Pursuant to the provisions of California Corporation law, as amended, and the Certificate of Incorporation and By-Laws of FOMO CORP., a California corporation (the “Company”), the Board of Directors, pending milestones for financing and closing of accretive mergers and acquisitions, hereby approves a reverse split of the Company’s Series A Preferred Stock, Series B Preferred Stock, Series C Preferred Stock and Common stock at a ratio of 1-10 (one share for every ten shares of each respective class). In the event of such a corporate action, the conversion ratios for all Preferred Stock classes shall remain unchanged so that shareholder positions of all classes are equally adjusted. No reverse split shall be filed with FINRA until the Company has obtained financing or firm commitments for financing of greater than three million dollars ($3,000,000), has closed a profitable strategic merger/acquisition, and at least six months have elapsed from the later of the closing of the financing or the closing of the acquisition (FINRA’s review process for such corporate actions typically takes 30-60 days from the date of filing). It is anticipated that the recently announced Agreement to acquire EcoLite Holdings, LLC and required cash needs meets these criteria. The foregoing resolution was unanimously approved by the Board of Directors of the Company effective 2:00pm CT January 15, 2021.
WHEREAS, to facilitate the conduct of business, the Board of Directors of the Company believes it is in the best interests of FOMO CORP., pending milestones for financing and closing of accretive mergers and acquisitions, to approve a reverse split of the Company’s Series A Preferred Stock, Series B Preferred Stock, Series C Preferred Stock and Common stock at a ratio of 1-10 (one share for every ten shares of each respective class). In the event of such a corporate action, the conversion ratios for all Preferred Stock classes shall remain unchanged so that shareholder positions of all classes are equally adjusted. No reverse split shall be filed with FINRA until the Company has obtained financing or firm commitments for financing of greater than three million dollars ($3,000,000), has closed a profitable strategic merger/acquisition, and at least six months have elapsed from the later of the closing of the financing or the closing of the acquisition (FINRA’s review process for such corporate actions typically takes 30-60 days from the date of filing). It is anticipated that the recently announced Agreement to acquire EcoLite Holdings, LLC and required cash needs meets these criteria.
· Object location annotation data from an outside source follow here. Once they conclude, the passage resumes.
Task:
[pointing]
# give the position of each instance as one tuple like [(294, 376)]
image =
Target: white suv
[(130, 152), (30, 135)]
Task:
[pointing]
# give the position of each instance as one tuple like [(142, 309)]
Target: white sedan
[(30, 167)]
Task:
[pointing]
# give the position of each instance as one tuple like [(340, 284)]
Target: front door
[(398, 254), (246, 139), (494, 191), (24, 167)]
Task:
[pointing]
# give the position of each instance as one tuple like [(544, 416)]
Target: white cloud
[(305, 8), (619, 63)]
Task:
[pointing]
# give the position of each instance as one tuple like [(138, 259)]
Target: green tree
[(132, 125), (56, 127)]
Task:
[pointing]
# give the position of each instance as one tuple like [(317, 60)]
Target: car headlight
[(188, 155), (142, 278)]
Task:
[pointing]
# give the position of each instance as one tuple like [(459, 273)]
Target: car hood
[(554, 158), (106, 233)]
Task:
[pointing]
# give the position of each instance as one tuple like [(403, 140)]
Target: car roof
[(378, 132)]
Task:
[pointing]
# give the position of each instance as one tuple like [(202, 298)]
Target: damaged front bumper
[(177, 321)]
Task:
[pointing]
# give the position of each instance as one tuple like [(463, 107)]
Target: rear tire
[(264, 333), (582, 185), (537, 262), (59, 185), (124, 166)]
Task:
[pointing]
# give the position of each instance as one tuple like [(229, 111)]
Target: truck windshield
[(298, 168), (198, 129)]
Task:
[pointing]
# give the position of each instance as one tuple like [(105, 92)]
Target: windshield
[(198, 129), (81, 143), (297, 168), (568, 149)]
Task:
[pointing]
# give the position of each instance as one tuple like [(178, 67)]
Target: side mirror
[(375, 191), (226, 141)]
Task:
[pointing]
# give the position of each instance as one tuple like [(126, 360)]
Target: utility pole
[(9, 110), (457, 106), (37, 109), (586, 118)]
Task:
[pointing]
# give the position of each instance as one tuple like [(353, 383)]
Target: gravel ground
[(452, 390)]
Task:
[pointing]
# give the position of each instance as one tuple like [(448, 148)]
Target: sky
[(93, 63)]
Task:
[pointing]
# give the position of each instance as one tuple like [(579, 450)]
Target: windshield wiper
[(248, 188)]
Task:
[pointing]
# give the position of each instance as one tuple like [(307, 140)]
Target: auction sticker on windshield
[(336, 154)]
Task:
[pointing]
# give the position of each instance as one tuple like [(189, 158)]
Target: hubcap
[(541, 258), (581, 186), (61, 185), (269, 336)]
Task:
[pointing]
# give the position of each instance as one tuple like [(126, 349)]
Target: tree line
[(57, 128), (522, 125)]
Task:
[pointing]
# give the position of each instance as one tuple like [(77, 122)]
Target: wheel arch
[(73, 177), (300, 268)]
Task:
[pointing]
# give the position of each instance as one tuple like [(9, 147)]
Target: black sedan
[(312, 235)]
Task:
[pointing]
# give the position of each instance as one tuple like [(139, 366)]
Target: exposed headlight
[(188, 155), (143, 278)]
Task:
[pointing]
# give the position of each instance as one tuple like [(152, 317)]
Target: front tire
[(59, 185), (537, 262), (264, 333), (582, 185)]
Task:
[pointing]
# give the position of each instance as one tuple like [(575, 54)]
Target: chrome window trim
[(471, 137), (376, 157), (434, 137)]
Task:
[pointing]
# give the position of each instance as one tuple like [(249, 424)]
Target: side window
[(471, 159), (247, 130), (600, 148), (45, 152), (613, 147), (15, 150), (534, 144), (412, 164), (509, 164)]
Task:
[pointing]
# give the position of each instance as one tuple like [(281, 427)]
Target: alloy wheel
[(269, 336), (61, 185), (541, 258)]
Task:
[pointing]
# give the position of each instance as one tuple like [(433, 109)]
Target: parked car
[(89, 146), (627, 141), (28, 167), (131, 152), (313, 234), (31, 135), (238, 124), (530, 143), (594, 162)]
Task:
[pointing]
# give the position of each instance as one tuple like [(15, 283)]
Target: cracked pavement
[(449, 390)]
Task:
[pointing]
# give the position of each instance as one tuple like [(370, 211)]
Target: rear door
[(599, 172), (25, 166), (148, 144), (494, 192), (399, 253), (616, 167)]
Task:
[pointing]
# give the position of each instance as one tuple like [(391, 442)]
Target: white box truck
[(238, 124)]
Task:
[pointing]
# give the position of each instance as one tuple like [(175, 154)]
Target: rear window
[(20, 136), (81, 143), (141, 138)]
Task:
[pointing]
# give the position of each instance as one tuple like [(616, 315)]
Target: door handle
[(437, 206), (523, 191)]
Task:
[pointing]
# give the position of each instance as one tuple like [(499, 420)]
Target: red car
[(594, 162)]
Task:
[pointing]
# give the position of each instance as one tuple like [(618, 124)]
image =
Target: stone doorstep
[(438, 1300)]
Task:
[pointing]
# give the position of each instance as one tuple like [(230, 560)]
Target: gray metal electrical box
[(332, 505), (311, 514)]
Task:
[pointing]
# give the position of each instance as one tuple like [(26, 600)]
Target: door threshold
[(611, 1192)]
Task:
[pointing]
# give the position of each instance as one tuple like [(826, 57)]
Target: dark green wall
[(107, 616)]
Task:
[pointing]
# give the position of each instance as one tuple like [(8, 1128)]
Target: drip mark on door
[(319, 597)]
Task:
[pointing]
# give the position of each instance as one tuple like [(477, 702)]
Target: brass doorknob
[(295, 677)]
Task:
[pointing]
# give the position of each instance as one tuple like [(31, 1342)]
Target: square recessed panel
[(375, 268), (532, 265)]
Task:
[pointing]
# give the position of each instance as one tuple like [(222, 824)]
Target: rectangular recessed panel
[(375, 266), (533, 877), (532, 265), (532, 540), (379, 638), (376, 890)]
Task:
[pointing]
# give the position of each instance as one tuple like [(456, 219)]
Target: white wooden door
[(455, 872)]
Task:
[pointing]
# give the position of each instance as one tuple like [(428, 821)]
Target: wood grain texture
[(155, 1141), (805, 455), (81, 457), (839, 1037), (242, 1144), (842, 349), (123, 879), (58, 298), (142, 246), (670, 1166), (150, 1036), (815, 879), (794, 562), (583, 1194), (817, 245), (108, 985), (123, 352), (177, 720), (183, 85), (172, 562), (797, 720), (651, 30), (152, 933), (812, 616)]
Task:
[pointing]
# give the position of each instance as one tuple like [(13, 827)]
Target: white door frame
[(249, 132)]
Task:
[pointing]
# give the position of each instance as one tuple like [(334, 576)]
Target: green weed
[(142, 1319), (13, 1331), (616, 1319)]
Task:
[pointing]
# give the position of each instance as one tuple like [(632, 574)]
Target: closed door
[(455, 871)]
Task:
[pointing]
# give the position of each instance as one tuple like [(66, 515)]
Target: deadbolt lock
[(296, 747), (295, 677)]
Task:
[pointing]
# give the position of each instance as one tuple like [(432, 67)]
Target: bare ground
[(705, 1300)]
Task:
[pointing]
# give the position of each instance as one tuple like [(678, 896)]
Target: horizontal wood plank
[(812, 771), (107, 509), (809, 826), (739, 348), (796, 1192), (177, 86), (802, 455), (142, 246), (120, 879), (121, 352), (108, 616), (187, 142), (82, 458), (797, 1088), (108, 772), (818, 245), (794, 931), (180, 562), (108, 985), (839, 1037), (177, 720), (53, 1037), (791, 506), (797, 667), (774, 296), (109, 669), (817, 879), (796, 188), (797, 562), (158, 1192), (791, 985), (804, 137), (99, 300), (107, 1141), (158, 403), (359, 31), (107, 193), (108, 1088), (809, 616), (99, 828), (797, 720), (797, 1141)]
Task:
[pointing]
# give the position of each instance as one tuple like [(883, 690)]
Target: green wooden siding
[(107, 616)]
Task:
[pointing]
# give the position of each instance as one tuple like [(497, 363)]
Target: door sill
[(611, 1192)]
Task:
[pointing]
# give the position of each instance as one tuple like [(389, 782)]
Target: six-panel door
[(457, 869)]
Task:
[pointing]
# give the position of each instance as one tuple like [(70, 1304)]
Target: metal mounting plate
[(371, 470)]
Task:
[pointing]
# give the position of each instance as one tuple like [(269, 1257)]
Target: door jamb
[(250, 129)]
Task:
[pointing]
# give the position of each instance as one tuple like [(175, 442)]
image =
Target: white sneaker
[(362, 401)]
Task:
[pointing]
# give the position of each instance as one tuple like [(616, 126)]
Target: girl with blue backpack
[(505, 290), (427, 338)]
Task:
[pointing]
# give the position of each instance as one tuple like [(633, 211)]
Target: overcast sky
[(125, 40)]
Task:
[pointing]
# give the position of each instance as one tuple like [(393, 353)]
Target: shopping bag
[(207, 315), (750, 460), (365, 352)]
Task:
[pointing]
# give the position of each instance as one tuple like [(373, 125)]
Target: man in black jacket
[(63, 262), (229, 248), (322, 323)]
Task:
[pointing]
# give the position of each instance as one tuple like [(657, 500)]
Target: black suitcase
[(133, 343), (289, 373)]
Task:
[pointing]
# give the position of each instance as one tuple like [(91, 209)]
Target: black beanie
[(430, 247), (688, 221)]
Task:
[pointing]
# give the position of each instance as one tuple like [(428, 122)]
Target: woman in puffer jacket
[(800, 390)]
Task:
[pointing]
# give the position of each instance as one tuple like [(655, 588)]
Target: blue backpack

NOW THEREFORE BE IT RESOLVED THAT:
RESOLVED, that the Board of Directors, pending milestones for financing and closing of accretive mergers and acquisitions, hereby approves a reverse split of the Company’s Series A Preferred Stock, Series B Preferred Stock, Series C Preferred Stock and Common stock at a ratio of 1-10 (one share for every ten shares of each respective class). In the event of such a corporate action, the conversion ratios for all Preferred Stock classes shall remain unchanged so that shareholder positions of all classes are equally adjusted. No reverse split shall be filed with FINRA until the Company has obtained financing or firm commitments for financing of greater than three million dollars ($3,000,000), has closed a profitable strategic merger/acquisition, and at least six months have elapsed from the later of the closing of the financing or the closing of the acquisition (FINRA’s review process for such corporate actions typically takes 30-60 days from the date of filing). It is anticipated that the recently announced Agreement to acquire EcoLite Holdings, LLC and required cash needs meets these criteria.
RESOLVED, that any of the Executive Officers of the Company are hereby authorized and directed for and on behalf of the Company to do and perform all acts and things and execute and deliver all documents and take all such other steps as may be necessary or desirable to give full effect to the consent resolutions set forth above.